Trying to view Pluto through a telescope can be quite difficult. Ordinarily, it appears ’star-like’, a faint point of light that will not resolve into a planetary disc. Without a detailed set of charts to guide your observation, it can be hard to identify Pluto hidden in the midst of a rich star field.
The classic method of finding solar system bodies – minor planets, asteroids, comets, etc. is to make repeated sketches or photographs of an area of interest. Because they are so far away, our view of stars remains unchanged. So, any object that shows movement becomes a discovery candidate. The same technique was used to discover Pluto.
In early 1930, Clyde Tombaugh was nearing the one year mark of a survey to photograph regions of the sky along the plane of the solar system. With painstaking care, he worked through the zodiacal constellations, taking pictures of the same areas several days apart. He then used a blink comparator to check the images and see if anything moved within the frames.

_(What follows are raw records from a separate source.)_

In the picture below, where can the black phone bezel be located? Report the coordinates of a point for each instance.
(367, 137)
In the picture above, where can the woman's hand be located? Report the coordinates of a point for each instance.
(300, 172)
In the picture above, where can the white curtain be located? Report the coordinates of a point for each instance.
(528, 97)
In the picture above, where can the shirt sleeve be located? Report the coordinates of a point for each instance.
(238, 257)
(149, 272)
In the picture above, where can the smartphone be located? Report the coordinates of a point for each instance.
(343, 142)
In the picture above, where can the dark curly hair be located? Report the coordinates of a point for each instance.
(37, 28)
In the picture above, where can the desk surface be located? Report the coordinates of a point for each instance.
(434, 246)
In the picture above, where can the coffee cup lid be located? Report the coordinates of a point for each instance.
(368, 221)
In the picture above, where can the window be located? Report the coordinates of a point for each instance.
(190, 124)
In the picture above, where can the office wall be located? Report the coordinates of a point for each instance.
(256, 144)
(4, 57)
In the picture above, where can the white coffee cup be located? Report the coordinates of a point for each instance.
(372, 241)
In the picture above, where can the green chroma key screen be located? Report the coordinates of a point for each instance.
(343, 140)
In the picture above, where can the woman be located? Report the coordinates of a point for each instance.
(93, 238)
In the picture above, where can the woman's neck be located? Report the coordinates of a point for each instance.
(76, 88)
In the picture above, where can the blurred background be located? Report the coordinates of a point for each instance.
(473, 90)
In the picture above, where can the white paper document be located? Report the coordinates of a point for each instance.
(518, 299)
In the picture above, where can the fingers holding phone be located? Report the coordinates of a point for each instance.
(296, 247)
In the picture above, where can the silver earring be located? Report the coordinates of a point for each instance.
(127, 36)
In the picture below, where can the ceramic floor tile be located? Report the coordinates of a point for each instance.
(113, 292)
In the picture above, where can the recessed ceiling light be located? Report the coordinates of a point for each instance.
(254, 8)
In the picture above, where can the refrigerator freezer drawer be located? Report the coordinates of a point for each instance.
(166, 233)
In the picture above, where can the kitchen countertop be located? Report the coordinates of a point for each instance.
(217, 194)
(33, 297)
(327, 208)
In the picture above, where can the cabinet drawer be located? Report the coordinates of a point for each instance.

One day, while blinking frames taken in Gemini, he spotted a shifting point of light and the rest is history.
This year, Pluto can be found in the constellation Sagittarius, the Archer. To stargazers, Sagittarius is an observer’s delight chocked full of star clusters and nebulae. Many of these gaseous nebulae are intense regions of star formation – labor and delivery for the Milky Way Galaxy. But there is another type of nebula, cold clouds of interstellar gas and dust known as dark nebulae.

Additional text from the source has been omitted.